Canadian drug manufacturer Tekmira Pharmaceuticals Corporation announced on Friday that it will no longer continue testing an experimental treatment for Ebola.

According to reports, Tekmira said the second phase of the TKM-Ebola-Guinea clinical trial has reached a statistical futility boundary — which means it is unclear whether the drug had benefitted patients or not. The company added that the trial was scheduled to end in any case. Tekmira is presently analyzing data from the trial and will make the complete results available as soon as possible.

"It is a great tribute to the team in Sierra Leone that the trial has been run so efficiently and that we now have substantial experience on the use of TKM-Ebola-Guinea in patients with Ebola," said lead investigator Dr. Peter Horby at the University of Oxford.

"While the trial has reached a statistical endpoint, final conclusions on the efficacy and tolerability of the drug must await full analysis of the data."

Infectious diseases expert Thomas Geisbert at the University of Texas, however, argued that the discontinuation of the clinical trial means the treatment cannot work.

Geisbert – who had tested the medication on monkeys – explained that this illustrates the challenge of testing drugs on real patients during disease outbreaks.

The version of the drug Tekmira tested in Sierra Leone was not the same one that had protected the monkeys given a deadly dose of the Ebola virus.

"It's not the best product that they have. It's not the best formulation," Geisbert pointed out. "This is not what we tested in monkeys."

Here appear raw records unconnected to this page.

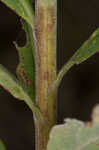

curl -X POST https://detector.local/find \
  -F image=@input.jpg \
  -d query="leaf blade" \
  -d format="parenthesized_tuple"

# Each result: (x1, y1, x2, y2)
(53, 28, 99, 90)
(0, 64, 42, 120)
(72, 28, 99, 64)
(16, 22, 35, 100)
(1, 0, 34, 28)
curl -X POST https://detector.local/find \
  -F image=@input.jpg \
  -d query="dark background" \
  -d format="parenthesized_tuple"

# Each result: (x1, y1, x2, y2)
(0, 0, 99, 150)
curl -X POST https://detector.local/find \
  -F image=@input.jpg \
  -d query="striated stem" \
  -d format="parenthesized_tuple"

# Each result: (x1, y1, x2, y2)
(34, 0, 57, 150)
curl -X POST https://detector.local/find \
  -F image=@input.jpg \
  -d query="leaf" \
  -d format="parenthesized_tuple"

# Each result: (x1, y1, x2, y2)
(1, 0, 34, 28)
(0, 64, 43, 120)
(52, 28, 99, 90)
(15, 22, 35, 100)
(47, 119, 99, 150)
(0, 140, 6, 150)
(71, 28, 99, 64)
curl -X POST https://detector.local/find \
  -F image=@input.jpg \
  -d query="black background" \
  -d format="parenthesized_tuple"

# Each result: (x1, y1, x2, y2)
(0, 0, 99, 150)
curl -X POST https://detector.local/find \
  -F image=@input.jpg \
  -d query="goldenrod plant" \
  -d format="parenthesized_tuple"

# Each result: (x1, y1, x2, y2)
(0, 0, 99, 150)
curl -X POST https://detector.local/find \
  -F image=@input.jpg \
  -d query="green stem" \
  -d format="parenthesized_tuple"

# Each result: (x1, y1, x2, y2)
(34, 0, 57, 150)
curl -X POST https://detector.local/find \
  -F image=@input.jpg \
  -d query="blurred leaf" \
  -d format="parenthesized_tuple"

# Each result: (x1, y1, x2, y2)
(15, 22, 35, 100)
(53, 28, 99, 90)
(47, 118, 99, 150)
(0, 140, 6, 150)
(1, 0, 34, 28)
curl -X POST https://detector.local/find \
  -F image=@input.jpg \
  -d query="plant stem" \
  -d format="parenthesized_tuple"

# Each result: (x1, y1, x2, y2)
(34, 0, 57, 150)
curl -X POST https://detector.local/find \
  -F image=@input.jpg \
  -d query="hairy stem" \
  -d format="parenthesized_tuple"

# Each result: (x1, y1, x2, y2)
(34, 0, 57, 150)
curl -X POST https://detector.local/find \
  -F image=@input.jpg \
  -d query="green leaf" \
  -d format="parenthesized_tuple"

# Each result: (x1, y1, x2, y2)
(47, 118, 99, 150)
(1, 0, 34, 28)
(15, 22, 35, 101)
(0, 64, 43, 120)
(52, 28, 99, 90)
(72, 28, 99, 64)
(0, 140, 6, 150)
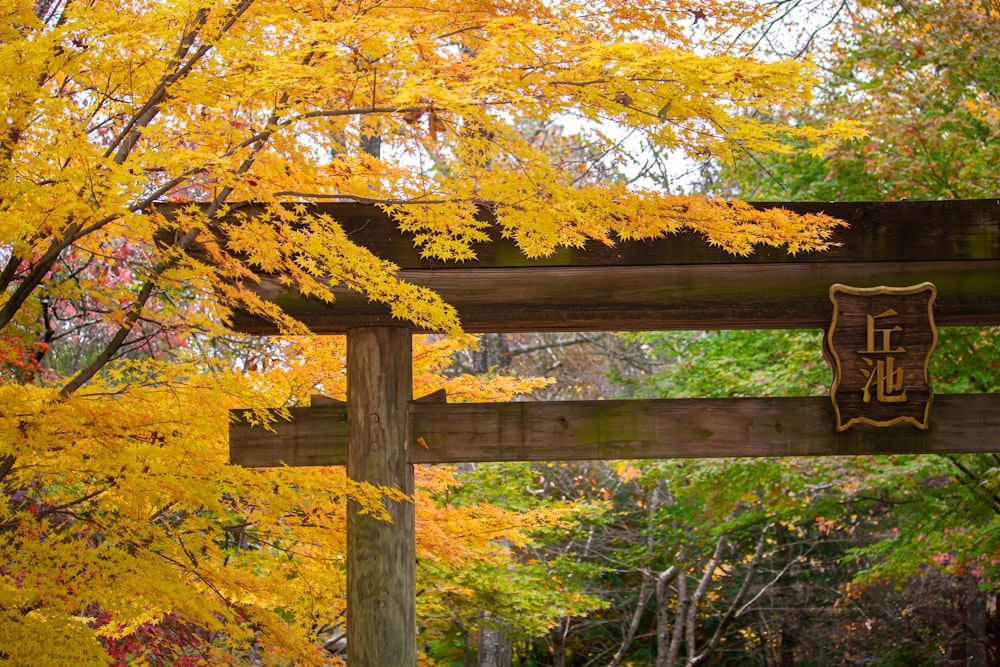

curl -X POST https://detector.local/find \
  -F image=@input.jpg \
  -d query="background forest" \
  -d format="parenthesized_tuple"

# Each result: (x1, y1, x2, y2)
(0, 0, 997, 665)
(442, 1, 1000, 664)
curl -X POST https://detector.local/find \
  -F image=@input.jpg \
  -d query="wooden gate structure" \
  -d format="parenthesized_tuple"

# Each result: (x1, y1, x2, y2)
(219, 198, 1000, 665)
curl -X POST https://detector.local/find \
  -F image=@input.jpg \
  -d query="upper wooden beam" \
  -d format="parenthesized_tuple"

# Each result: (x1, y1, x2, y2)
(231, 259, 1000, 332)
(156, 199, 1000, 333)
(156, 199, 1000, 267)
(230, 393, 1000, 467)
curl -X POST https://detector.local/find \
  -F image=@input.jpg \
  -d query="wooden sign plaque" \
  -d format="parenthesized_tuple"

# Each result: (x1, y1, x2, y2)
(826, 283, 937, 431)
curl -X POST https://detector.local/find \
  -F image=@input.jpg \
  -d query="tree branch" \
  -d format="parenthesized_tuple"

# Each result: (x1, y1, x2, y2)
(684, 536, 727, 665)
(665, 570, 687, 667)
(946, 455, 1000, 514)
(57, 225, 201, 397)
(0, 1, 255, 337)
(105, 0, 256, 165)
(59, 76, 297, 396)
(0, 454, 14, 484)
(655, 564, 681, 667)
(608, 574, 653, 667)
(691, 523, 772, 667)
(36, 485, 112, 520)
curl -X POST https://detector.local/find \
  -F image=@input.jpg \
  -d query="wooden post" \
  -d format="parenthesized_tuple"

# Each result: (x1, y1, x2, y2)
(346, 327, 415, 665)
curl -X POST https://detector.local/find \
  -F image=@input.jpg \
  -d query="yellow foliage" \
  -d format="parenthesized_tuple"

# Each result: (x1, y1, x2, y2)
(0, 338, 555, 661)
(0, 0, 857, 661)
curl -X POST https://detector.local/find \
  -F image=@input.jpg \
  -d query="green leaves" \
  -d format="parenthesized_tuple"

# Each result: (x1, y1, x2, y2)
(626, 329, 828, 399)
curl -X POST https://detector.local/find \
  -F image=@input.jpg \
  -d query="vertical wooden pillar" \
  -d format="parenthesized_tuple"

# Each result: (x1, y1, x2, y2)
(346, 327, 415, 665)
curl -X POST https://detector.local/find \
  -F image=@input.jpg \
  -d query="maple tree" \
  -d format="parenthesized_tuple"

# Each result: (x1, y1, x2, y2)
(703, 0, 1000, 625)
(620, 1, 1000, 660)
(2, 331, 579, 664)
(710, 0, 999, 201)
(0, 0, 861, 662)
(472, 327, 999, 665)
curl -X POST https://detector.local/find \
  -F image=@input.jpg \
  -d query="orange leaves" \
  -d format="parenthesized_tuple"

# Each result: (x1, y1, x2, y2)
(0, 0, 867, 659)
(402, 105, 448, 141)
(0, 336, 45, 379)
(414, 465, 573, 566)
(427, 107, 447, 141)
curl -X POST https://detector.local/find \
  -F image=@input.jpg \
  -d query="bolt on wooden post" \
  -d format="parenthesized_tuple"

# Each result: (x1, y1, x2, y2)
(346, 327, 416, 665)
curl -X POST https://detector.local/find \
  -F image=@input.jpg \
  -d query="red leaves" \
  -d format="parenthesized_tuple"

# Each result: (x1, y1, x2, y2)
(94, 611, 212, 666)
(0, 336, 46, 377)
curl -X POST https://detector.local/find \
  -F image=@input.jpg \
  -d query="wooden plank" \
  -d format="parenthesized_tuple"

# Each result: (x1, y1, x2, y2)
(229, 403, 348, 467)
(231, 259, 1000, 333)
(154, 198, 1000, 268)
(151, 199, 1000, 334)
(229, 394, 1000, 467)
(410, 394, 1000, 461)
(346, 328, 415, 666)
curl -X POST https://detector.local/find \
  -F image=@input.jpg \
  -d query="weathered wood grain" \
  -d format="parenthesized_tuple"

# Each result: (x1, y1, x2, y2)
(345, 328, 415, 665)
(154, 198, 1000, 268)
(230, 404, 348, 467)
(152, 199, 1000, 333)
(230, 393, 1000, 467)
(411, 395, 1000, 461)
(230, 259, 1000, 333)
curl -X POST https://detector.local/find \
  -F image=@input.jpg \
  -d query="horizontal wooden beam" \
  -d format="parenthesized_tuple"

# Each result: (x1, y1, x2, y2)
(155, 199, 1000, 333)
(156, 199, 1000, 268)
(231, 259, 1000, 333)
(230, 393, 1000, 467)
(231, 404, 348, 468)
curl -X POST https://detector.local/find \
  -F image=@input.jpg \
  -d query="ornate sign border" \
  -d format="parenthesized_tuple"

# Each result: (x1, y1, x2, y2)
(827, 282, 938, 431)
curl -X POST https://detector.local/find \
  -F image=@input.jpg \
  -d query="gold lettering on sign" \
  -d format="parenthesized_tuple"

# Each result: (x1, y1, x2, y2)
(859, 309, 907, 404)
(826, 283, 937, 431)
(861, 309, 905, 355)
(861, 356, 906, 403)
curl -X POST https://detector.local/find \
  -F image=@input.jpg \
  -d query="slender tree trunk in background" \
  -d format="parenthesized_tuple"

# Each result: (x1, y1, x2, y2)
(471, 333, 513, 375)
(655, 565, 681, 667)
(664, 573, 688, 667)
(778, 627, 797, 667)
(609, 575, 652, 667)
(478, 613, 512, 667)
(966, 574, 989, 667)
(991, 593, 1000, 667)
(463, 625, 474, 667)
(550, 618, 568, 667)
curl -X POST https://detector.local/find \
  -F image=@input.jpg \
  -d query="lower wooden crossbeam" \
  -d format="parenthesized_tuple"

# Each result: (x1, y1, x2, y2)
(230, 393, 1000, 468)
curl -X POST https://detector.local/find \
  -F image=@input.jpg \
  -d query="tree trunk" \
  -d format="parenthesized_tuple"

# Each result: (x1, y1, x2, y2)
(550, 618, 568, 667)
(471, 333, 512, 375)
(966, 573, 989, 667)
(778, 627, 797, 667)
(663, 572, 687, 667)
(609, 574, 652, 667)
(478, 613, 512, 667)
(656, 566, 680, 667)
(991, 593, 1000, 667)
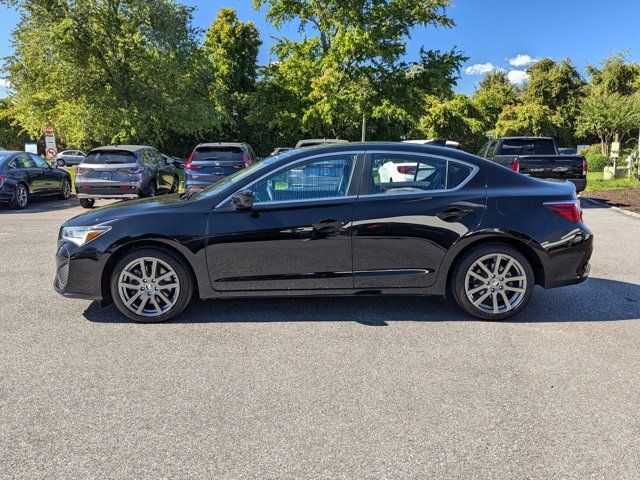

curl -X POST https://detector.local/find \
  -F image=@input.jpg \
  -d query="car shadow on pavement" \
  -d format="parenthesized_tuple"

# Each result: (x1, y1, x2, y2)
(83, 277, 640, 325)
(0, 196, 79, 214)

The Ebola virus has infected over 27,000 people in West Africa and killed over 11,000 others in an ongoing outbreak. Death rates due to Ebola infections are estimated at 50 percent or more.

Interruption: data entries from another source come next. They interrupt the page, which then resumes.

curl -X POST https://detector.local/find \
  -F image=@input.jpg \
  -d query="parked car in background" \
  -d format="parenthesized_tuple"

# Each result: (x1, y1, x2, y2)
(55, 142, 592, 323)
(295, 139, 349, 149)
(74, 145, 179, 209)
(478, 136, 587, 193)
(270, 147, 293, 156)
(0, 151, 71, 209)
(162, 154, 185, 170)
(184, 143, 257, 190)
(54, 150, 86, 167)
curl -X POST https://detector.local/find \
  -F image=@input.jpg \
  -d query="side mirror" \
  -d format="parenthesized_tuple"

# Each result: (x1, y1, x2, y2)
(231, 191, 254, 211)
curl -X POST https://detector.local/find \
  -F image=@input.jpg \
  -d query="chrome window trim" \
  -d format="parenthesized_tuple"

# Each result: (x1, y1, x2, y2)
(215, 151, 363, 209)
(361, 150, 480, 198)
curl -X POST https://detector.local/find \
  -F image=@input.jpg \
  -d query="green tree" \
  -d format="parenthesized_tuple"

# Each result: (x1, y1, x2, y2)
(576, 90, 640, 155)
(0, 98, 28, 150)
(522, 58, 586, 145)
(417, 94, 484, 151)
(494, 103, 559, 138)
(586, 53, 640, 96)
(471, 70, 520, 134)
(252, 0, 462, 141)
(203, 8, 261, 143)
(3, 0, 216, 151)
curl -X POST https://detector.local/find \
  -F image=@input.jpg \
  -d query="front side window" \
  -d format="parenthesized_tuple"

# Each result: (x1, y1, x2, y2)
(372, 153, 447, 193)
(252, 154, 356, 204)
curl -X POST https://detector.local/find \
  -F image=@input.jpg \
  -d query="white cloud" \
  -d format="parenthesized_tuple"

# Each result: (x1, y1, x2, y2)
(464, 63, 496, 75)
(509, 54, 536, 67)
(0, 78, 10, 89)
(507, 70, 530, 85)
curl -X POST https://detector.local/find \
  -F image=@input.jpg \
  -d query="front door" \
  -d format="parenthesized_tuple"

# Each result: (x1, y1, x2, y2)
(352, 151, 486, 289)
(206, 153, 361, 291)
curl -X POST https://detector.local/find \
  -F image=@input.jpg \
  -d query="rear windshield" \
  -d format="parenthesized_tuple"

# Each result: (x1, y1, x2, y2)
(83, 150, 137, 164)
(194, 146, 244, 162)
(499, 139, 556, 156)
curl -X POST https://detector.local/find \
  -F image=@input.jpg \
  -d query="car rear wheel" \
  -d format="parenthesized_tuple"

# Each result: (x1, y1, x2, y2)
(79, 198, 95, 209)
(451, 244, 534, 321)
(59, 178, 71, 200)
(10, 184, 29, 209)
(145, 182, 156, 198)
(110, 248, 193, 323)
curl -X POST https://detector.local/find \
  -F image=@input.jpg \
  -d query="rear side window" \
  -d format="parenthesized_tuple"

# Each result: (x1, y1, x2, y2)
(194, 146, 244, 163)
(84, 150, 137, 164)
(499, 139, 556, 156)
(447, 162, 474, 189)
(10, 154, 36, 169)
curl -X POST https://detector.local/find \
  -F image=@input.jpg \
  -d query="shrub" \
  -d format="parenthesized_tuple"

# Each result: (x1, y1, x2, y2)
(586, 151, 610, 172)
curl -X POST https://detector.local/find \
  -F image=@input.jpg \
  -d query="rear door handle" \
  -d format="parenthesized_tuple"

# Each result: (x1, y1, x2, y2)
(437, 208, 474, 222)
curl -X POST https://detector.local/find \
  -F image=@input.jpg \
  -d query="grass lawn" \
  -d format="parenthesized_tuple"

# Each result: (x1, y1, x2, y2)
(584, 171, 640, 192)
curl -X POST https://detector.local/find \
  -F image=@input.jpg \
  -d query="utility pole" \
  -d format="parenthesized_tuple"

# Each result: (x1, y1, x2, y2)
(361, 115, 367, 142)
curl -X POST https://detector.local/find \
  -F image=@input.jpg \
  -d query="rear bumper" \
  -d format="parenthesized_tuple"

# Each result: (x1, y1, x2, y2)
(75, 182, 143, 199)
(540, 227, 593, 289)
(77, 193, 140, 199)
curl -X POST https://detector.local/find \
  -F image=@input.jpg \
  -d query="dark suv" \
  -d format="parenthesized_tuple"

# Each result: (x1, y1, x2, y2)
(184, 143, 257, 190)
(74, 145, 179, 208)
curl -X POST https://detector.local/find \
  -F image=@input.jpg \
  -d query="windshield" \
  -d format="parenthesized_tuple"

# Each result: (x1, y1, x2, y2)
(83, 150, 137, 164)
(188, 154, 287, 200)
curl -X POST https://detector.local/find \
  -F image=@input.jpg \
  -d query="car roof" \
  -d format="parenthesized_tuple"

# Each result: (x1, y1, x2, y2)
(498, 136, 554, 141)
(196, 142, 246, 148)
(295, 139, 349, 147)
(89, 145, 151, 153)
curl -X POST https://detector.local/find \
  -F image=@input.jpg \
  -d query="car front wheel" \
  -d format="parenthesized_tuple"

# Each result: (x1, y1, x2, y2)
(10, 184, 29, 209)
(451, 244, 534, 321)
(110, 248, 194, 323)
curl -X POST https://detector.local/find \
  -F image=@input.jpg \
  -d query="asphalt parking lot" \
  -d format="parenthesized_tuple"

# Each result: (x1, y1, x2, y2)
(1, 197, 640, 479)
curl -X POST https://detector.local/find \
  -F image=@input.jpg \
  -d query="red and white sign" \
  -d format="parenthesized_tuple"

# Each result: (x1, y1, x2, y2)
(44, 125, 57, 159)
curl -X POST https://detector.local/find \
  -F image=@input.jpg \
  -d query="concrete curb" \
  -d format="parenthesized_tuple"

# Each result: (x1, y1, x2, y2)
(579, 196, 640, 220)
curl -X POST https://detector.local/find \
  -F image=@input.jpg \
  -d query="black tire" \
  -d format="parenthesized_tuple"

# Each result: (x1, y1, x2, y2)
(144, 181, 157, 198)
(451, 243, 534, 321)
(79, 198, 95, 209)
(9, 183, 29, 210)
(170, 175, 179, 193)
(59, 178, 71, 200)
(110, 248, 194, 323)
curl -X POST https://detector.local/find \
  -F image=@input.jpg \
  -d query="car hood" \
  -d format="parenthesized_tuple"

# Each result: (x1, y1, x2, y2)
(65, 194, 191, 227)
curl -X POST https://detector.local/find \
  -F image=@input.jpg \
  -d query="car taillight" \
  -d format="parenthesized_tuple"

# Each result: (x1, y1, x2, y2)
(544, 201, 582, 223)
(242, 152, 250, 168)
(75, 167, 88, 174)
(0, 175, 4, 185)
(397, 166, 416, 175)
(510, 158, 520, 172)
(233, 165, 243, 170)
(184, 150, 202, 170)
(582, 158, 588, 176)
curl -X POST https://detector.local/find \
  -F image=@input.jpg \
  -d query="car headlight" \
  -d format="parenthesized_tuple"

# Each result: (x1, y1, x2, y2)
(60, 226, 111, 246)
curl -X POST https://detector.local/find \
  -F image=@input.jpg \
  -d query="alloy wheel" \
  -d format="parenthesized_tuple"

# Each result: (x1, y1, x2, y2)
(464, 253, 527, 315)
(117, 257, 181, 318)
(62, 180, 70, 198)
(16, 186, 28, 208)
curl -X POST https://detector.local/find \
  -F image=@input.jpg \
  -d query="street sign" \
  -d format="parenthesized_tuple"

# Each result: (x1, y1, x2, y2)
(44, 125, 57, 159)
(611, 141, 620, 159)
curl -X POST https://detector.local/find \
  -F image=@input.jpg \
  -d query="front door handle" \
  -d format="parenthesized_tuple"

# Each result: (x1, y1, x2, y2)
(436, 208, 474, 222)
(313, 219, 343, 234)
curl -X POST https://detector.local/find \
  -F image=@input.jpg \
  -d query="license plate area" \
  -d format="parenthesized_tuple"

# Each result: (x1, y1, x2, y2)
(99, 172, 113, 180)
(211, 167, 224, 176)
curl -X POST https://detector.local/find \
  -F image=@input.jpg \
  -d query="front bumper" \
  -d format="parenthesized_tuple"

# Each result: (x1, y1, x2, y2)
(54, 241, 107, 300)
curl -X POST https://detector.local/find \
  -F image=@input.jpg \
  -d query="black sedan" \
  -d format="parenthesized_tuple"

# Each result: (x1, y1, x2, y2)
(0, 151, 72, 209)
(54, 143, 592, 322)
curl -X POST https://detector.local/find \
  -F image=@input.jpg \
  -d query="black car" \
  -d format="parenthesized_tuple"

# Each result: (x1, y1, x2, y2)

By the time the Ebola epidemic had worsened, several governments and countries sent experimental drugs and vaccines into the region. These include blood transfusions from survivors of the infection for patients, complicated plasma transfusions and various medications from drug manufacturers such as Tekmira.

However, since none of the therapies tested were administered in a controlled clinical trial, it is difficult determine which one of them worked. The outbreak has dropped off in recent months, making it harder to enroll people to a proper testing of a drug.